In vivo studies were performed using wild type and NOX2-/- mice made diabetic by streptozotocin injections. After 16 weeks of diabetes, retinas and bone marrow cells were collected from diabetic and non-diabetic control mice. Additionally, retinal endothelial cells were treated with 25 mM glucose in the presence or absence of a peptide inhibitor of NOX2 or a scrambled peptide control. Expression of NOX2 and arginase was assessed by western blot and immunofluorescence techniques. Activity of arginase was determined using an assay for urea formation. Oxidative stress was determined by using dihydroethidium to assess superoxide and dichlorofluorescein to assess intracellular oxidants. Formation of NO was measured using an assay for nitrite formation.

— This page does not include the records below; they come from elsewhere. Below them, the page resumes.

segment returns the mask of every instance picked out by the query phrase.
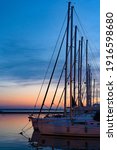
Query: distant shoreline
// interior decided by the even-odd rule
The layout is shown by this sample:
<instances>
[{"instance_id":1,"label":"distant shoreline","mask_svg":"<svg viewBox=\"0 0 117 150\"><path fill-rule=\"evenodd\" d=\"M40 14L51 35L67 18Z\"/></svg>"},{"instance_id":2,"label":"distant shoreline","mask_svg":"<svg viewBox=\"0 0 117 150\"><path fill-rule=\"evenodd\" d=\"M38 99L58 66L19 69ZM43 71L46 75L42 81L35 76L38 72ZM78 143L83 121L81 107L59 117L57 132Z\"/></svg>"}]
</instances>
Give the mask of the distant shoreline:
<instances>
[{"instance_id":1,"label":"distant shoreline","mask_svg":"<svg viewBox=\"0 0 117 150\"><path fill-rule=\"evenodd\" d=\"M0 109L0 114L38 114L39 109L33 110L33 109ZM48 109L43 109L42 114L45 114L48 112ZM57 110L52 109L50 113L63 113L63 110Z\"/></svg>"},{"instance_id":2,"label":"distant shoreline","mask_svg":"<svg viewBox=\"0 0 117 150\"><path fill-rule=\"evenodd\" d=\"M42 114L46 114L47 112L41 112ZM63 112L50 112L50 114L58 114ZM0 114L32 114L32 112L0 112ZM33 114L38 114L38 112L33 112Z\"/></svg>"}]
</instances>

Retinal and bone marrow cells from diabetic mice and high glucose-treated retinal endothelial cells showed significant increases in NOX2 expression which were associated with increased oxidative stress, elevated arginase activity and expression and decreased NO formation. Deletion of NOX2 or specific blockade of its activity prevented increases in oxidative stress, normalized arginase expression and activity and enhanced NO formation.
These results indicate that NOX2-induced increases in oxidative stress in retinal endothelial cells and bone marrow-derived cells contribute to diabetes and high glucose induced increases in arginase activity and decreases in NO bioavailability.